With the latest Java 8 version, that is update 201, we cannot connect with encryption to our group running firmware version 9.1.8 anymore.
The previous Java 8 version, that is update 191, works fine.
Does anyone have a workaround?
Is Dell working on a firmware update?
Thanks.
dwilliam62
1 Rookie
1 Rookie
•
1.5K Posts
0
January 18th, 2019 04:00
Hello,
Do you have a support contract still in place for your arrays? If so, please open a support case on this issue.
This way it can be properly tracked, logs gathered and hopefully a resolution found.
Regards,
Don
dwilliam62
1 Rookie
1 Rookie
•
1.5K Posts
0
January 18th, 2019 05:00
Hello,
Also, those that can. might want to upgrade to EQL FW v10.0.2. There were some changes to support Java 9 and 10 that also might resolve this issue.

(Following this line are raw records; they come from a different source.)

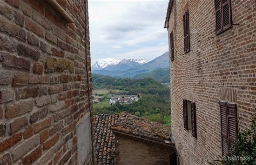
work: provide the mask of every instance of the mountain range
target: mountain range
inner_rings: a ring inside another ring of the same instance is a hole
[[[150,61],[146,59],[120,60],[108,58],[101,59],[97,61],[92,66],[92,73],[115,78],[137,78],[153,76],[154,77],[152,78],[162,81],[159,79],[161,77],[161,79],[164,79],[163,81],[165,82],[168,82],[169,80],[166,78],[168,77],[169,67],[168,53],[167,52]],[[163,75],[158,76],[161,73]]]

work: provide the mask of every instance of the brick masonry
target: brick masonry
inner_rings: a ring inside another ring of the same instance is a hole
[[[180,164],[207,164],[221,158],[220,100],[237,104],[239,132],[248,128],[256,107],[256,4],[231,1],[233,22],[239,25],[219,35],[215,31],[214,0],[174,0],[165,25],[169,36],[174,32],[172,133]],[[188,8],[191,50],[184,53],[182,19]],[[183,128],[183,99],[195,103],[197,138]]]
[[[73,23],[43,1],[0,0],[0,164],[78,163],[76,125],[92,113],[88,1],[56,1]]]

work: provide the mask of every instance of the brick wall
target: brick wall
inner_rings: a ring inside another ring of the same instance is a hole
[[[40,1],[0,1],[0,164],[75,164],[81,154],[76,127],[92,104],[87,0],[56,1],[73,23]]]
[[[256,4],[231,2],[234,23],[239,25],[216,35],[214,0],[174,0],[168,29],[169,35],[174,31],[175,46],[170,62],[172,133],[181,164],[221,158],[220,100],[237,104],[239,132],[248,128],[256,106]],[[188,8],[191,51],[184,54],[182,19]],[[225,97],[225,91],[232,95]],[[183,128],[183,99],[195,103],[197,138]]]

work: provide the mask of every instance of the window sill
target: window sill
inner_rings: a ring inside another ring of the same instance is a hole
[[[46,8],[51,9],[53,14],[60,19],[60,20],[64,20],[67,23],[73,23],[74,20],[66,11],[61,7],[56,0],[40,0]]]

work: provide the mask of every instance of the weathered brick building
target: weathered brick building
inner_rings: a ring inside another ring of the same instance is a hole
[[[0,164],[93,164],[88,12],[0,0]]]
[[[170,0],[172,137],[180,164],[228,152],[256,106],[255,0]]]

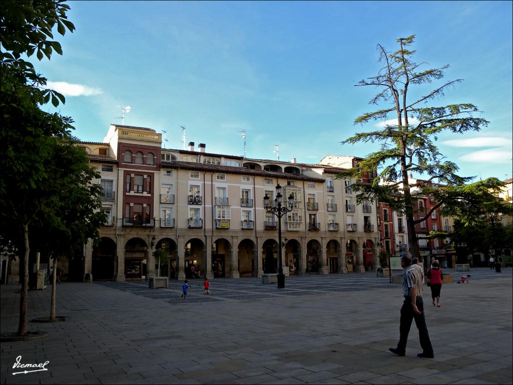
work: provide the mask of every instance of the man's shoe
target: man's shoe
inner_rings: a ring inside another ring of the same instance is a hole
[[[434,358],[435,354],[432,353],[427,353],[423,352],[421,353],[419,353],[417,354],[417,357],[420,357],[421,358]]]
[[[404,356],[404,352],[400,351],[397,348],[390,348],[388,349],[388,350],[393,353],[394,354],[397,354],[398,356],[401,356],[401,357]]]

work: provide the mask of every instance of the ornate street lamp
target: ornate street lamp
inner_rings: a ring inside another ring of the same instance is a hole
[[[497,257],[497,238],[495,236],[495,224],[500,221],[493,213],[488,215],[488,219],[486,219],[486,222],[491,225],[491,235],[494,237],[494,254],[495,255],[495,271],[497,273],[501,272],[501,263]]]
[[[265,210],[268,213],[272,213],[278,217],[278,288],[284,288],[285,287],[285,276],[283,274],[283,267],[282,266],[282,217],[284,214],[292,211],[294,207],[294,196],[292,194],[288,197],[288,206],[282,206],[282,186],[279,183],[276,185],[276,198],[274,202],[275,206],[270,206],[269,205],[269,198],[267,194],[264,197],[264,204]]]

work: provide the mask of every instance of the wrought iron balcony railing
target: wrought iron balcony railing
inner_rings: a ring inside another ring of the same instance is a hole
[[[241,198],[241,207],[253,207],[253,200],[252,199],[246,199],[245,198]]]
[[[102,201],[113,201],[114,196],[113,191],[104,191],[100,198]]]
[[[154,227],[154,218],[127,218],[123,217],[124,227]]]
[[[229,219],[216,219],[216,228],[230,228]]]
[[[252,230],[254,228],[254,222],[253,221],[241,221],[241,228]]]
[[[264,230],[277,230],[278,225],[274,221],[265,221],[264,222]]]
[[[331,223],[328,224],[328,231],[338,232],[340,226],[338,223]]]
[[[189,196],[189,204],[202,204],[203,200],[199,195],[195,196],[193,195]]]
[[[174,218],[161,218],[161,227],[174,227]]]
[[[353,204],[346,204],[346,211],[347,213],[354,213],[354,205],[353,205]]]
[[[337,203],[326,203],[326,209],[328,211],[337,211]]]
[[[201,228],[203,227],[203,220],[200,218],[189,218],[188,221],[189,228]]]
[[[174,194],[161,194],[161,203],[174,203]]]
[[[308,223],[308,230],[312,232],[318,232],[321,230],[320,223]]]
[[[215,205],[217,206],[228,206],[228,198],[224,197],[216,197]]]
[[[306,202],[306,209],[317,211],[319,209],[319,204],[317,202]]]
[[[356,232],[358,229],[358,225],[356,223],[348,223],[347,231]]]

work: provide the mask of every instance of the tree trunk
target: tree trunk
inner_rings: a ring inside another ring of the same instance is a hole
[[[22,279],[22,292],[19,296],[19,322],[18,324],[18,336],[27,335],[27,303],[29,289],[29,225],[23,225],[23,236],[25,253],[23,259],[23,276]]]
[[[52,277],[52,301],[50,305],[50,319],[55,319],[55,284],[57,283],[57,257],[53,257],[53,274]]]

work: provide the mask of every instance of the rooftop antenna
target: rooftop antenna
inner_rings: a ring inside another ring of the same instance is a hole
[[[124,125],[125,124],[125,111],[129,112],[130,107],[130,106],[127,106],[126,107],[118,106],[118,107],[121,109],[121,125]]]
[[[182,144],[184,146],[184,149],[185,149],[185,127],[183,126],[180,126],[182,127],[182,130],[183,131],[182,133]]]
[[[244,158],[246,158],[246,151],[248,149],[247,147],[246,147],[246,130],[243,130],[239,132],[242,137],[242,139],[244,140]]]
[[[166,142],[167,142],[167,131],[164,131],[164,130],[162,130],[162,131],[164,133],[164,148],[165,148]]]

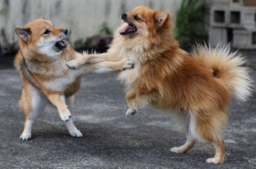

Or downgrade to build 191 for the time being.
Regards,
Don
postables
5 Posts
0
January 21st, 2019 16:00
V10.0.2
I will try altering the settings before reporting back.
update: re-enabling the ANON cipher worked, thank you very much!
dwilliam62
1 Rookie
1 Rookie
•
1.5K Posts
0
January 21st, 2019 20:00
Hello,
Thanks for the confirmation!
Regards,
Don
MattyB27
1 Message
0
January 28th, 2019 11:00
I have a customer with 4 members in a group and was not able to sign in. I called Dell support and they were not aware. During the call, I found this thread and you saved me a bunch of time. Thanks everyone!